Dirks Jesper, Møiniche Steen, Hilsted Karen-Lisa, Dahl Jørgen B
Laboratory of Pain Physiology, Department of Anesthesiology and Intensive Care Medicine, Herlev University Hospital, Herlev, Denmark.
Anesthesiology. 2002 Dec;97(6):1591-6. doi: 10.1097/00000542-200212000-00035.
The relative importance of different nociceptive mechanisms for the intensity, duration, and character of postoperative pain is not well established. It has been suggested that sensitization of dorsal horn neurones may contribute to pain in the postoperative period. We hypothesized that wound hyperalgesia in postoperative patients and experimentally heat-induced secondary hyperalgesia share a common mechanism, sensitization of central neurones, and consequently, that the short-acting opioid remifentanil would have comparable effects on hyperalgesia in both conditions.
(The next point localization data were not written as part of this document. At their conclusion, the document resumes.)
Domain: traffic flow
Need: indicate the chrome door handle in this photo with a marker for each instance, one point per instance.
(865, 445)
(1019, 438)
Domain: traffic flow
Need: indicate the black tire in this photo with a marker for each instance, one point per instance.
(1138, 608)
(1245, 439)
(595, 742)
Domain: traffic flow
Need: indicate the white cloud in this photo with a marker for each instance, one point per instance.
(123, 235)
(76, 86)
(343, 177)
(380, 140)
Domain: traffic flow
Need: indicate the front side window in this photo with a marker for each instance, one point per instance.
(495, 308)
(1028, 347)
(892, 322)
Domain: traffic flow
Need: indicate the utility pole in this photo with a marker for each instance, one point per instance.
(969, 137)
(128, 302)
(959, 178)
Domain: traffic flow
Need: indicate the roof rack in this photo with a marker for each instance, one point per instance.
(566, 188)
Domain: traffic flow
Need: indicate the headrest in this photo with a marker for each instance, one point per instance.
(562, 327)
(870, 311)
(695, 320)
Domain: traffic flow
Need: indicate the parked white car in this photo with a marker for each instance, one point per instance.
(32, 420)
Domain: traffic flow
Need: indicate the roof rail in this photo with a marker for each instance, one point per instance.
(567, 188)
In a randomized, controlled, double-blind trial, we assessed mechanical hyperalgesia in skin bordering the surgical wound, and an area of experimentally heat-induced secondary hyperalgesia on the thigh, in 12 patients who underwent abdominal hysterectomy within 5 days prior to the investigation. Observations were made before and during a drug challenge with remifentanil, which has been demonstrated to reduce the area of heat-induced secondary hyperalgesia in volunteers.
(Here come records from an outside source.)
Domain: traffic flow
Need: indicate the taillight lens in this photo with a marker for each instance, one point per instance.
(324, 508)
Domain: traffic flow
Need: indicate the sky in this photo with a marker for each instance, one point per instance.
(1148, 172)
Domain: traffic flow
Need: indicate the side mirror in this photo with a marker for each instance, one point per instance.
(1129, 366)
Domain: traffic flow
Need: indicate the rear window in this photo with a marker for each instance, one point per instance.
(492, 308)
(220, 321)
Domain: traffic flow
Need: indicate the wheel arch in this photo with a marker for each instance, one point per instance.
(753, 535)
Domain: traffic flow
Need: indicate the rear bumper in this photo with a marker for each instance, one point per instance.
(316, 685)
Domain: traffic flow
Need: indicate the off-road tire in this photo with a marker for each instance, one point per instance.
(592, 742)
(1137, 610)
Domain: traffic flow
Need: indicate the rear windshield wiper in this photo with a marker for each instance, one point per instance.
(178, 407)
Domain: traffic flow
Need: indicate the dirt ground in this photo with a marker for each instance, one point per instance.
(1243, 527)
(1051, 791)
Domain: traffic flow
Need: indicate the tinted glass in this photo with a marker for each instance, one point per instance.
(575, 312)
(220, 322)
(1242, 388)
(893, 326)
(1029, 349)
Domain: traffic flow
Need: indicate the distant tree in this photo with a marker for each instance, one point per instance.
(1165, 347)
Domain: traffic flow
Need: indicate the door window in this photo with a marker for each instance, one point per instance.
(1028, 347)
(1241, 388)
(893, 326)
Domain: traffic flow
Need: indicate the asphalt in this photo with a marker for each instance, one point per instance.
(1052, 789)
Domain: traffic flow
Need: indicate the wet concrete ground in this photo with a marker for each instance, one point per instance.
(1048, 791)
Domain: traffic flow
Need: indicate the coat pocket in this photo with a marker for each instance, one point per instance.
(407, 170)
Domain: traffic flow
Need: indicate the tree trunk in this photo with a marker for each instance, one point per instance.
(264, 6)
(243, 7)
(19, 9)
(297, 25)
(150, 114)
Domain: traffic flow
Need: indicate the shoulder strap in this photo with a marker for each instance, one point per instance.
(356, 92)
The area of skin with surgically-induced mechanical hyperalgesia, the area of heat-induced secondary hyperalgesia, and pain during cough, were significantly reduced during remifentanil infusion compared with placebo (P = 0.008, P = 0.006, and P = 0.002, respectively). The relative reduction (% of baseline) of the area of skin with surgically-induced hyperalgesia and heat-induced secondary hyperalgesia during infusion of remifentanil was significantly associated (R2 = 0.72, P = 0.001).
Although remifentanil is not a highly targeted "antihyperalgesic," these results support the hypothesis that both wound hyperalgesia in postoperative patients and experimentally heat-induced secondary hyperalgesia may share common mechanisms, and that central neuronal sensitization may contribute to some aspects of postoperative pain. Antihyperalgesic drugs should be further developed and evaluated in clinical trials of postoperative pain.
不同伤害感受机制对术后疼痛的强度、持续时间及性质的相对重要性尚未明确确立。有研究表明,背角神经元的敏化可能在术后疼痛中起作用。我们推测,术后患者的伤口痛觉过敏与实验性热诱导继发性痛觉过敏具有共同机制,即中枢神经元敏化,因此,短效阿片类药物瑞芬太尼在两种情况下对痛觉过敏的影响具有可比性。
在一项随机、对照、双盲试验中,我们评估了12例在研究前5天内接受腹部子宫切除术患者手术伤口周围皮肤的机械性痛觉过敏,以及大腿上实验性热诱导继发性痛觉过敏区域。在给予瑞芬太尼药物激发前及激发过程中进行观察,瑞芬太尼已被证明可减少志愿者热诱导继发性痛觉过敏区域。
与安慰剂相比,输注瑞芬太尼期间,手术诱导机械性痛觉过敏皮肤区域、热诱导继发性痛觉过敏区域以及咳嗽时的疼痛均显著减轻(分别为P = 0.008、P = 0.006和P = 0.002)。输注瑞芬太尼期间,手术诱导痛觉过敏皮肤区域和热诱导继发性痛觉过敏区域的相对减少(相对于基线的百分比)显著相关(R2 = 0.72,P = 0.001)。
虽然瑞芬太尼并非高度靶向的“抗痛觉过敏”药物,但这些结果支持以下假设:术后患者的伤口痛觉过敏与实验性热诱导继发性痛觉过敏可能具有共同机制,且中枢神经元敏化可能在术后疼痛的某些方面起作用。应进一步研发抗痛觉过敏药物并在术后疼痛的临床试验中进行评估。